Monday, May 8, 2023: 3:33 PM - 3:36 PM
3 Minutes
Los Angeles Convention Center
Room: Exhibit Hall
Objective: The primary objective of SCREEN II was to assess the molecular and immunologic profile of light-or-never-smokers (LONS) and heavy smokers, defined by National Lung Screening Trial (NLST) and by Nederlands–Leuvens Longkanker Screenings Onderzoek (NELSON) criteria, separately. The hypothesis was that molecular and immunologic profiles differ between LONS and heavy smokers.
Methods: A retrospective review of 1,156 lung cancer cases from 2005-2018 at a tertiary Canadian institution was conducted. Multivariable logistic regression was used to compare the rate of KRAS, EGFR, BRAF, PIK3CA, ALK, and PD-L1 (<1%, 1-49%, ≥50%) between LONS and heavy smokers while adjusting for sex, previous cancer history, family history of cancer, symptoms, histological diagnosis, grade, stage, urban or rural environment, and geographic radon levels. Survival differences were assessed between LONS and heavy smokers using multivariate regression while adjusting for clinical, molecular, and immunologic variables.

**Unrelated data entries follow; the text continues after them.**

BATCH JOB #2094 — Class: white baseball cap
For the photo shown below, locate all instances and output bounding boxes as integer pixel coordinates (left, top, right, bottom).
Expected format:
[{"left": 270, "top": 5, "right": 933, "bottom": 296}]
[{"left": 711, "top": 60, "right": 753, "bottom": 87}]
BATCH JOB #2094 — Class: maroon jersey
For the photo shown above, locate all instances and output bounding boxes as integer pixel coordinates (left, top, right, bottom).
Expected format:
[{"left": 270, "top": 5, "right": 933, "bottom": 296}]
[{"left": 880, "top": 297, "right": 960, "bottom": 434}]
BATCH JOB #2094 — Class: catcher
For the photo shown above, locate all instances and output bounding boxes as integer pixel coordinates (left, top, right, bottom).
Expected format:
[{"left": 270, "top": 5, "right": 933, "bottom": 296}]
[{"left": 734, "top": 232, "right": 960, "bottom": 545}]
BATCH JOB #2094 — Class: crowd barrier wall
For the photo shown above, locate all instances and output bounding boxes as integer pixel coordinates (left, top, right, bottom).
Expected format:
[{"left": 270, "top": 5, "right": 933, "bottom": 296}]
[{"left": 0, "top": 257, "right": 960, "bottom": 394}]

Results: The cohort was comprised of 45.7% (NLST, n=536) and 63.5% (NELSON, n=745) heavy smokers. LONS had a higher rate of stage I cancer using NELSON criteria [56.3%, (n=240) vs 49.0% (n=365); p = 0.041]. LONS were more likely EGFR-positive in both NLST [OR 0.79, 95% CI 0.21-1.37; p = 0.008] and NELSON [OR 0.79, 95%CI 0.28-1.31; p = 0.002] models. Female LONS were more likely than male LONS to be EGFR-positive in NELSON [OR 0.59, 95% CI = 0.06-1.12; p = 0.031] but not NLST [OR 0.51, 95% CI 0.02-1.05; p = 0.058] models. LONS were more often PIK3CA-positive using NLST [OR 1.33, 95% CI 0.54-2.13; p = 0.001] and NELSON [OR 1.19, 95% CI 0.49-1.90; p = 0.001] models. Heavy smokers were more often KRAS-positive in both NLST [OR 0.35, 95% CI 0.04-0.67; p = 0.029] and NELSON [OR 0.43, 995% CI 0.09-0.76; p = 0.012] models. No differences in ALK, BRAF, and PD-L1 were observed between LONS and heavy smokers using NELSON or NLST models. LONS in the NELSON model were at higher risk for mortality (Figure 1).
Conclusions: When defined by NLST or NELSON criteria, LONS have a higher rate of EGFR and PIK3CA mutations. There was no difference in the rate of ALK, BRAF, or PD-L1 mutations. LONS with non-small-cell lung cancer may be at increased risk for mortality compared to heavy smokers. Molecular profiling, particularly where targeted therapy is available, should be considered in establishing criteria for lung cancer screening.
2 minute presentation; 1 minute discussion.